Citing a weakening national currency in foreign exchange markets, Bank Indonesia raised its benchmark interest rate by 50 basis points to 5.25%, at the conclusion of a policy session on Wednesday.
The hike marked the central bank's first rate increase in nearly two years, as monetary authorities sought to strengthen the rupiah, reduce import bills, and keep general inflation within targets.
The rate increase is intended "to strengthen the stabilization of the rupiah exchange rate from the high impact of global turmoil due to the war in the Middle East and as a preemptive measure to keep inflation in 2026 and 2027 within the target range of 2.5% plus or minus 1%," said Bank Indonesia, in a prepared statement.
In the last 12 months, the rupiah has lost about 7.7% of its exchange value against the US dollar, and had been hitting fresh record lows recently, although on Wednesday the Indonesian currency edged higher against the greenback.
In addition to lifting rates, Bank Indonesia also vowed to defend the national currency directly in foreign exchange markets, by using bank reserves to buy rupiahs.

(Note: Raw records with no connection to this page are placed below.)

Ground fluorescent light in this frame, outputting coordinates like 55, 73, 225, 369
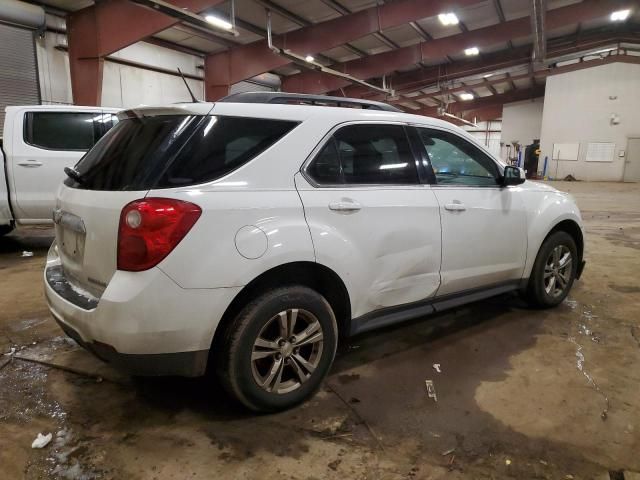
204, 15, 233, 30
438, 13, 460, 27
611, 10, 631, 22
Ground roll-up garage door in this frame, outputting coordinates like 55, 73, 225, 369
0, 24, 40, 137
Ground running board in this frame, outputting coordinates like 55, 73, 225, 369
349, 280, 521, 336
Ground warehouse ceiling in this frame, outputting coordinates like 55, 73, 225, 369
28, 0, 640, 122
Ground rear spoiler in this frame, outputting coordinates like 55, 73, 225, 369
118, 103, 214, 120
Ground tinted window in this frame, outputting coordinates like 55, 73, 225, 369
307, 138, 342, 185
66, 115, 296, 190
158, 117, 296, 187
307, 124, 418, 185
24, 112, 102, 150
418, 128, 499, 186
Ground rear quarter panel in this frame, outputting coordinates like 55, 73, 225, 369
521, 186, 584, 278
0, 148, 13, 225
149, 188, 315, 288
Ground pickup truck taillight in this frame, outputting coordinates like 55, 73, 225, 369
118, 198, 202, 272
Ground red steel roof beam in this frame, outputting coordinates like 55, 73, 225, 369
410, 86, 544, 117
283, 0, 636, 94
205, 0, 481, 100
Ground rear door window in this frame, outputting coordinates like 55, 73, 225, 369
24, 112, 103, 150
418, 128, 500, 187
66, 115, 297, 190
307, 124, 418, 185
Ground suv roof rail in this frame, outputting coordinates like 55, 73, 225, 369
218, 92, 402, 112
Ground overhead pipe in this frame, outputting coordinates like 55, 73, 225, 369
531, 0, 547, 65
266, 9, 395, 96
0, 0, 46, 30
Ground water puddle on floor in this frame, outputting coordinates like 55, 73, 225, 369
564, 299, 610, 420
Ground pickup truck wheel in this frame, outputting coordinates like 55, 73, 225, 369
217, 286, 338, 412
526, 232, 579, 308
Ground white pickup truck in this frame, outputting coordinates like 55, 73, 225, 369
0, 105, 118, 235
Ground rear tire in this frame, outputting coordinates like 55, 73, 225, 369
217, 286, 338, 412
526, 231, 579, 308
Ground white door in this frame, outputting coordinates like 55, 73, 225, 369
11, 110, 113, 222
624, 138, 640, 182
418, 128, 527, 296
296, 123, 441, 317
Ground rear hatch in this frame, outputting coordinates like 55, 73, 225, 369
53, 105, 211, 298
54, 104, 298, 298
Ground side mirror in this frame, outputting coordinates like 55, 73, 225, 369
502, 165, 526, 187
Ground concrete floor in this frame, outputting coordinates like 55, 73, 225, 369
0, 182, 640, 480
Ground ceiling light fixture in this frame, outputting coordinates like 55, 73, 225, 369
611, 10, 631, 22
204, 15, 233, 30
438, 13, 460, 27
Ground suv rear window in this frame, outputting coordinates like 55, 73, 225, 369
24, 112, 113, 150
65, 115, 297, 190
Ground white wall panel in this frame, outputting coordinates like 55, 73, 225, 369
36, 32, 204, 108
501, 98, 544, 145
540, 63, 640, 181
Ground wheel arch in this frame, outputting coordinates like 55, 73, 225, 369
540, 219, 584, 262
212, 261, 351, 352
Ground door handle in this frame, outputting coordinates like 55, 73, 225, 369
18, 160, 43, 168
329, 200, 362, 213
444, 202, 467, 212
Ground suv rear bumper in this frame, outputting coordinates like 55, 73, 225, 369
54, 316, 209, 377
44, 243, 241, 376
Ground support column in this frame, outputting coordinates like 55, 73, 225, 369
204, 52, 231, 102
67, 8, 104, 106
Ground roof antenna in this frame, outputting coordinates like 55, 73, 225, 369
178, 68, 200, 103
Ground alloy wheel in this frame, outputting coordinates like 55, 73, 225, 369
544, 245, 573, 297
251, 308, 324, 394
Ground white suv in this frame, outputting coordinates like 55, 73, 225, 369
45, 93, 584, 410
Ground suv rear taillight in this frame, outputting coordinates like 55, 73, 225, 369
118, 198, 202, 272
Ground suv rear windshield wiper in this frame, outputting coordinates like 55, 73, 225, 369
64, 167, 84, 184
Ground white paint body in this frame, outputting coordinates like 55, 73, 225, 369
45, 103, 581, 364
0, 105, 118, 225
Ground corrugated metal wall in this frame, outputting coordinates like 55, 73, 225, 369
0, 24, 40, 137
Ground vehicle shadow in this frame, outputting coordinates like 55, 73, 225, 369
134, 294, 533, 420
0, 227, 55, 255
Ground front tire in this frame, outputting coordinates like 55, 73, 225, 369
217, 286, 338, 412
526, 231, 579, 308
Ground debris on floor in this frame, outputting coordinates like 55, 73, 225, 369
424, 380, 438, 402
568, 337, 609, 420
31, 433, 53, 448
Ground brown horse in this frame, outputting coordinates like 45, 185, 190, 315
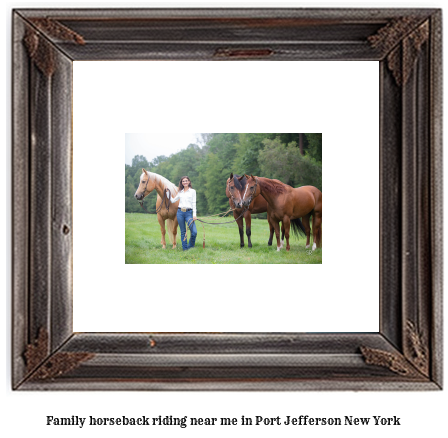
134, 169, 179, 249
242, 175, 322, 251
226, 173, 285, 248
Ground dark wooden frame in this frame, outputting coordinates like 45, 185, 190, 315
12, 9, 442, 390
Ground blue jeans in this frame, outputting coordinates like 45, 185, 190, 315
177, 208, 198, 251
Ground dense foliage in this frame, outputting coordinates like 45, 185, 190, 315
125, 134, 322, 216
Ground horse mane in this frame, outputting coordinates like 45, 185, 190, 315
140, 170, 179, 194
233, 175, 247, 190
258, 178, 287, 195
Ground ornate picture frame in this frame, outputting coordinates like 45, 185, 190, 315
12, 9, 443, 390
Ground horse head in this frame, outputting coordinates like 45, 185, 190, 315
241, 175, 260, 207
134, 169, 156, 201
226, 173, 243, 208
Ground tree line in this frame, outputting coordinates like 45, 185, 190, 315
125, 133, 322, 216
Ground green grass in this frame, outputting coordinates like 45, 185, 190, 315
125, 213, 322, 264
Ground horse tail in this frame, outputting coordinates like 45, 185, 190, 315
291, 218, 306, 237
166, 219, 176, 245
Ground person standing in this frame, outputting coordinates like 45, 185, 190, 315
167, 176, 198, 251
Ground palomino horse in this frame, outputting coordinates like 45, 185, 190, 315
226, 173, 285, 248
134, 169, 179, 249
242, 175, 322, 251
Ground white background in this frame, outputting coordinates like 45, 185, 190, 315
73, 61, 379, 332
1, 1, 448, 438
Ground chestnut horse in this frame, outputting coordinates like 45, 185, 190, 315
242, 175, 322, 251
226, 173, 285, 248
134, 169, 179, 249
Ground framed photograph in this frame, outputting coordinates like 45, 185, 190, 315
12, 9, 443, 391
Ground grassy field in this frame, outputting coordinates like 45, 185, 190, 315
125, 213, 322, 264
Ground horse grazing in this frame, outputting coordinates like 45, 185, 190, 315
226, 173, 285, 248
242, 175, 322, 251
134, 169, 179, 249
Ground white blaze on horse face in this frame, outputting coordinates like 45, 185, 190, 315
242, 183, 249, 202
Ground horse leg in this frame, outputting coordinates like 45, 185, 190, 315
280, 222, 285, 248
282, 216, 291, 251
302, 213, 311, 248
173, 216, 179, 249
157, 215, 166, 249
233, 211, 244, 248
268, 217, 274, 246
313, 211, 322, 251
244, 210, 252, 248
272, 220, 282, 251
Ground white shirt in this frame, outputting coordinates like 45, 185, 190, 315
170, 187, 196, 217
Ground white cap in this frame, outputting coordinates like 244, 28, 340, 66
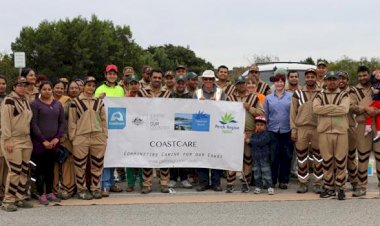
201, 70, 215, 78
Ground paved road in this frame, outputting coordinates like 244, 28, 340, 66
0, 199, 380, 226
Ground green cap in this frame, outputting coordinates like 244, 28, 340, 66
324, 71, 339, 80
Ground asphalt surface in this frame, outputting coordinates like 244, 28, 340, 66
0, 199, 380, 226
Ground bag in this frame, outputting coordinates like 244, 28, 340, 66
57, 145, 70, 164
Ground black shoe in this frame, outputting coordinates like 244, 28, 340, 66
241, 184, 249, 193
338, 189, 346, 200
212, 185, 223, 191
196, 185, 210, 191
319, 189, 336, 198
278, 183, 288, 190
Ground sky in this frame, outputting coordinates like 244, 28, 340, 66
0, 0, 380, 67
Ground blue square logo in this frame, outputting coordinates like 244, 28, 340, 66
108, 108, 127, 129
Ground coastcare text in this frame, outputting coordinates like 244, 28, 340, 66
149, 140, 197, 148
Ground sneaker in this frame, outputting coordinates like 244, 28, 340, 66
161, 185, 170, 193
91, 190, 103, 199
168, 180, 177, 188
196, 185, 210, 191
319, 189, 336, 198
297, 183, 308, 194
278, 183, 288, 190
141, 186, 152, 194
110, 184, 123, 192
125, 185, 135, 192
60, 191, 71, 200
364, 125, 372, 136
226, 185, 234, 193
102, 188, 110, 197
78, 191, 93, 200
241, 184, 249, 193
15, 200, 34, 208
212, 185, 223, 192
373, 131, 380, 143
39, 193, 49, 206
47, 193, 61, 202
352, 188, 367, 197
181, 180, 193, 188
338, 189, 346, 200
1, 202, 17, 212
313, 184, 323, 194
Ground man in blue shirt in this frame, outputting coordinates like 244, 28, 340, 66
264, 68, 293, 189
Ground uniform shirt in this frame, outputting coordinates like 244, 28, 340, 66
68, 93, 108, 141
226, 90, 264, 131
264, 91, 292, 133
313, 88, 350, 134
290, 86, 321, 133
1, 92, 33, 142
350, 84, 372, 123
95, 83, 125, 97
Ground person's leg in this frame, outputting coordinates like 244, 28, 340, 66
279, 132, 294, 184
270, 132, 281, 186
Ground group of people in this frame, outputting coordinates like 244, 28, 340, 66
0, 61, 380, 211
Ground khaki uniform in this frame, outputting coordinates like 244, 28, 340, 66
137, 86, 171, 188
0, 96, 8, 200
53, 99, 76, 195
290, 87, 323, 185
313, 88, 350, 190
226, 90, 264, 185
344, 86, 358, 184
350, 84, 380, 189
1, 92, 33, 203
68, 93, 108, 192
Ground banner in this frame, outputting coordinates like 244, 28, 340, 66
104, 97, 245, 171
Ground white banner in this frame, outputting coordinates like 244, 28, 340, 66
104, 97, 245, 171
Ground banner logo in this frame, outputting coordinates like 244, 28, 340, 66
108, 107, 127, 129
174, 111, 210, 132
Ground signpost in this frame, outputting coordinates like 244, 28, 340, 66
13, 52, 25, 75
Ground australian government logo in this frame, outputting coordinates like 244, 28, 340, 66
215, 113, 240, 133
108, 107, 127, 129
174, 111, 210, 132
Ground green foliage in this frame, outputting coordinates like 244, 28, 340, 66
11, 15, 154, 79
147, 44, 214, 74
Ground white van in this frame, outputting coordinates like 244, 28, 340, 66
242, 62, 317, 85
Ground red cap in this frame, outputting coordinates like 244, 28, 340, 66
106, 64, 119, 73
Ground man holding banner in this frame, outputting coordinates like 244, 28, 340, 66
137, 69, 171, 194
226, 76, 264, 193
193, 70, 226, 191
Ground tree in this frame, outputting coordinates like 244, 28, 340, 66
147, 44, 214, 73
11, 15, 155, 79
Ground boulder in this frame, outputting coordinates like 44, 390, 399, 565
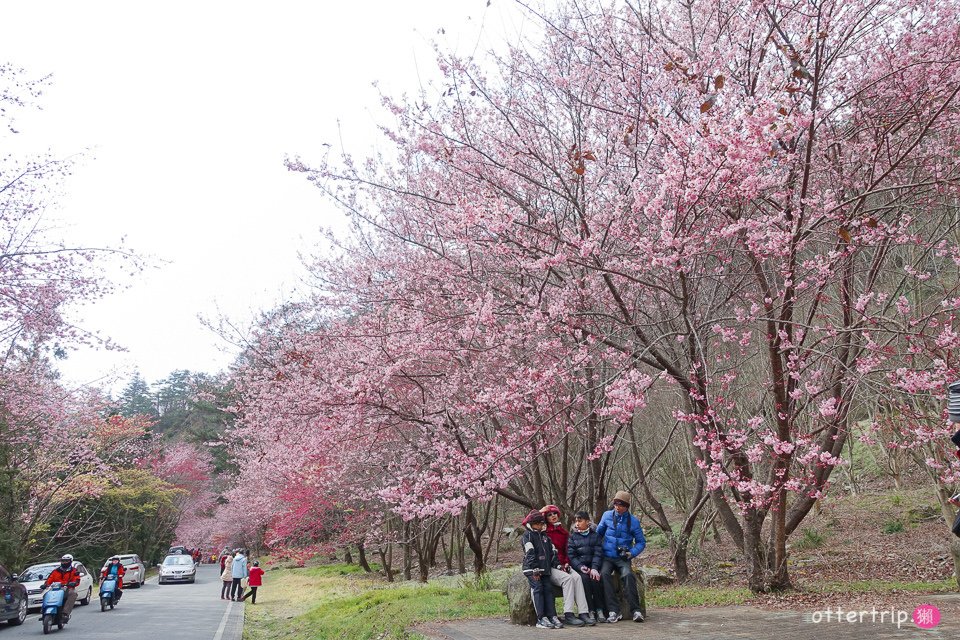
504, 566, 648, 626
604, 565, 647, 618
504, 569, 537, 626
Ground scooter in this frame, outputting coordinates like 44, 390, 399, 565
100, 576, 120, 611
40, 582, 69, 635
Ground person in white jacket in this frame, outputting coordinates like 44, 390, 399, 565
230, 549, 250, 602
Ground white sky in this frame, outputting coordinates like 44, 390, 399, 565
0, 0, 530, 390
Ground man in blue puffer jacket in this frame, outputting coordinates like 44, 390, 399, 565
597, 491, 647, 622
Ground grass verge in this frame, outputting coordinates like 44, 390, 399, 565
243, 565, 506, 640
243, 564, 956, 640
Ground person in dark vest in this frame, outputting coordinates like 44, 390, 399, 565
520, 511, 563, 629
567, 511, 607, 625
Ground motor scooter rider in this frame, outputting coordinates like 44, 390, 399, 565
100, 556, 127, 602
40, 553, 80, 622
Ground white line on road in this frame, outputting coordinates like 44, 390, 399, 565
213, 600, 233, 640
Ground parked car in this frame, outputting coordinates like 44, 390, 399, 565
98, 553, 147, 587
158, 553, 197, 584
19, 560, 93, 609
0, 566, 27, 625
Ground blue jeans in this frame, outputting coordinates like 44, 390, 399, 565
600, 558, 640, 613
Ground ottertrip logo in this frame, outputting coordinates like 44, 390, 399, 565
808, 604, 940, 629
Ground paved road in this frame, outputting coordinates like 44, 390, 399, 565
0, 565, 245, 640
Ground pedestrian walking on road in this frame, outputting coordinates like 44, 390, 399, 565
240, 561, 263, 604
220, 554, 233, 600
230, 549, 250, 602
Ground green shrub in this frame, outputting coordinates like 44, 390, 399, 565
883, 520, 903, 534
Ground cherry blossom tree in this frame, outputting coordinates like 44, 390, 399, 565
0, 64, 143, 564
214, 0, 960, 591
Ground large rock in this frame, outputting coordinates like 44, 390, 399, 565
504, 566, 647, 626
504, 569, 537, 626
604, 565, 647, 619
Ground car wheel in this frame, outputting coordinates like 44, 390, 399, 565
8, 600, 27, 626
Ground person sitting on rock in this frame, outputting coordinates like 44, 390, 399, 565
567, 511, 607, 625
597, 491, 647, 622
540, 504, 596, 627
520, 510, 563, 629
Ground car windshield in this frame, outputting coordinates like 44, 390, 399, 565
20, 564, 57, 582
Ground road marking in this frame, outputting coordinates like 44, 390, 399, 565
213, 600, 233, 640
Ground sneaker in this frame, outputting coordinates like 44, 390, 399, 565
563, 611, 586, 627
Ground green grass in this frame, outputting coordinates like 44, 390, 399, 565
805, 578, 957, 594
243, 564, 957, 640
646, 585, 753, 609
243, 565, 506, 640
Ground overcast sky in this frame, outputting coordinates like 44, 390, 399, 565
0, 0, 528, 389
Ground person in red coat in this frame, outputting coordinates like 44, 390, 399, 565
240, 560, 263, 604
540, 504, 595, 627
46, 553, 80, 620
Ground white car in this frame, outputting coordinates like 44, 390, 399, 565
100, 553, 147, 588
19, 560, 93, 609
157, 554, 197, 584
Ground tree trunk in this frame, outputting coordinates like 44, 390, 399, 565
463, 501, 489, 578
377, 545, 393, 582
357, 544, 373, 573
743, 508, 768, 593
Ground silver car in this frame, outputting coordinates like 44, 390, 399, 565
19, 560, 93, 609
158, 554, 197, 584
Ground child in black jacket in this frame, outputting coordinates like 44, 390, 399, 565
567, 511, 607, 624
521, 511, 563, 629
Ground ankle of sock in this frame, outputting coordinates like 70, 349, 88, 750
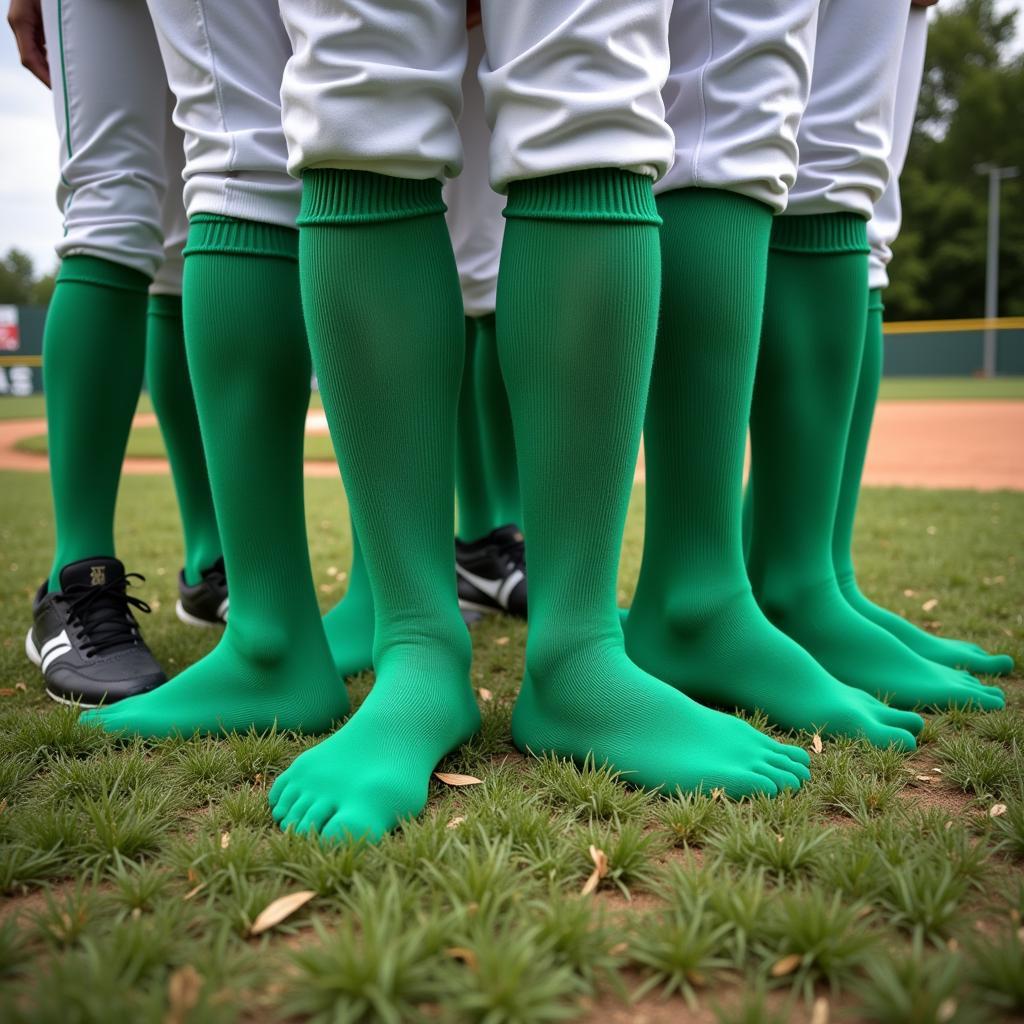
298, 168, 445, 227
769, 213, 870, 253
505, 168, 662, 225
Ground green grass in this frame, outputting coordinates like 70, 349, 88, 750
0, 473, 1024, 1024
879, 377, 1024, 401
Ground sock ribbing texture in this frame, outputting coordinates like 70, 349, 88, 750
43, 256, 150, 591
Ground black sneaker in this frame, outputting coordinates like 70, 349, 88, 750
455, 525, 526, 618
25, 558, 167, 708
174, 558, 227, 627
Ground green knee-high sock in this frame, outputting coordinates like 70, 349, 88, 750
455, 316, 498, 541
833, 289, 1014, 675
43, 256, 150, 591
626, 188, 924, 750
324, 516, 374, 679
81, 220, 348, 736
145, 295, 221, 586
474, 313, 522, 529
270, 170, 479, 838
498, 170, 806, 796
748, 213, 1004, 708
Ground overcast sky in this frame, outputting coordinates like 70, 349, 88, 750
0, 0, 1024, 269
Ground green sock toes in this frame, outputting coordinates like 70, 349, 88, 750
269, 651, 480, 841
512, 649, 810, 799
626, 590, 925, 751
840, 580, 1014, 676
81, 626, 348, 738
762, 580, 1006, 711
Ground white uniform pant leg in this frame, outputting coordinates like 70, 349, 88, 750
148, 0, 299, 227
654, 0, 818, 213
281, 0, 466, 180
42, 0, 167, 278
480, 0, 672, 193
150, 90, 188, 295
787, 0, 909, 220
867, 7, 928, 288
443, 27, 505, 316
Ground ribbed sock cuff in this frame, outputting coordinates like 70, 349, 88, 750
771, 213, 870, 253
57, 256, 152, 292
298, 168, 446, 227
184, 213, 299, 262
146, 294, 181, 319
505, 167, 662, 225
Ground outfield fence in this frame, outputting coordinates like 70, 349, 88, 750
0, 305, 1024, 396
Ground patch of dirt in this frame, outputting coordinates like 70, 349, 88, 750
0, 400, 1024, 490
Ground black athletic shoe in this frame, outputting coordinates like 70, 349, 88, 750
174, 558, 227, 626
455, 525, 526, 618
25, 558, 167, 708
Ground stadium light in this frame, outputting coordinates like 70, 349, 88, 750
974, 164, 1020, 377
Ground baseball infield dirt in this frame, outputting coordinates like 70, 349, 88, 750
0, 400, 1024, 490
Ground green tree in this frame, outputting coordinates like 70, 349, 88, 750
0, 249, 56, 306
886, 0, 1024, 319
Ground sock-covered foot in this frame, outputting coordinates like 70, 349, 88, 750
290, 170, 479, 839
512, 644, 810, 799
748, 213, 1004, 709
86, 220, 348, 736
760, 580, 1006, 711
324, 525, 374, 679
81, 626, 348, 737
498, 171, 807, 797
833, 288, 1014, 676
626, 590, 925, 751
840, 579, 1014, 676
269, 646, 480, 840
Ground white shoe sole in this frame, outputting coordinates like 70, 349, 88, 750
25, 627, 43, 669
25, 629, 99, 708
174, 598, 224, 630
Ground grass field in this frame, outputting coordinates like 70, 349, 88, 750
0, 473, 1024, 1024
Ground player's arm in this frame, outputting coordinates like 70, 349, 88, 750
7, 0, 50, 88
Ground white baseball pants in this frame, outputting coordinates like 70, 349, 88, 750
42, 0, 186, 294
654, 0, 818, 213
867, 7, 928, 288
281, 0, 672, 193
787, 0, 910, 220
148, 0, 301, 227
443, 27, 505, 316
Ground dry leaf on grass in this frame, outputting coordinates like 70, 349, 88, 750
249, 889, 316, 935
444, 946, 479, 971
580, 846, 608, 896
771, 953, 804, 978
434, 771, 483, 785
164, 964, 203, 1024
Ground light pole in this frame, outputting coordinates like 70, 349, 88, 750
974, 164, 1020, 377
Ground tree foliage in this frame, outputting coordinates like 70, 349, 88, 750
886, 0, 1024, 319
0, 249, 56, 306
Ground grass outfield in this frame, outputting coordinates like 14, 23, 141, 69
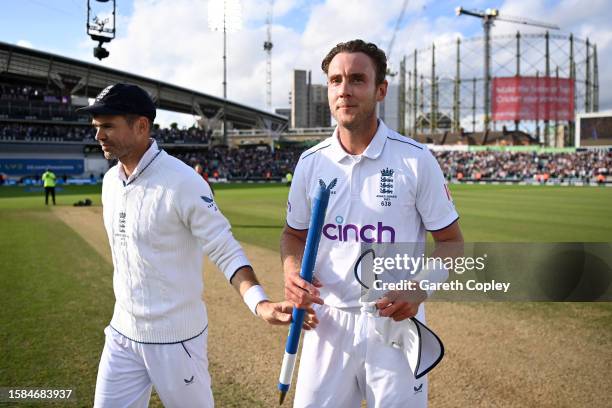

The central said it will be "increasing the intensity of foreign exchange interventions to strengthen the stabilization of the rupiah exchange rate through non-deliverable forward overseas market as well as spot transactions and domestic non-deliverable forward transactions in the domestic market."
With import and fuel bills rising, Bank Indonesia officials also had eyes on domestic inflation rates.
Indonesia's consumer price index (CPI) in April rose 2.42% on year, easing from 3.48% in March, and striking in the middle of the central bank's target range. However, as recently as February the CPI rose by 4.76% on year, and had generally been running hotter by month since early 2025, a possible warning of inflation pressures building up in the economy.
Indonesia's economy has been growing, and Bank Indonesia's most-recent forecast was optimistic, perhaps giving the central bank room to tighten.
After expanding by 5.39% on year in the fourth quarter of 2025, the nation's gross domestic product (GDP) is expected to grow by 4.9% to 5.7% in 2026, the central bank forecast in March.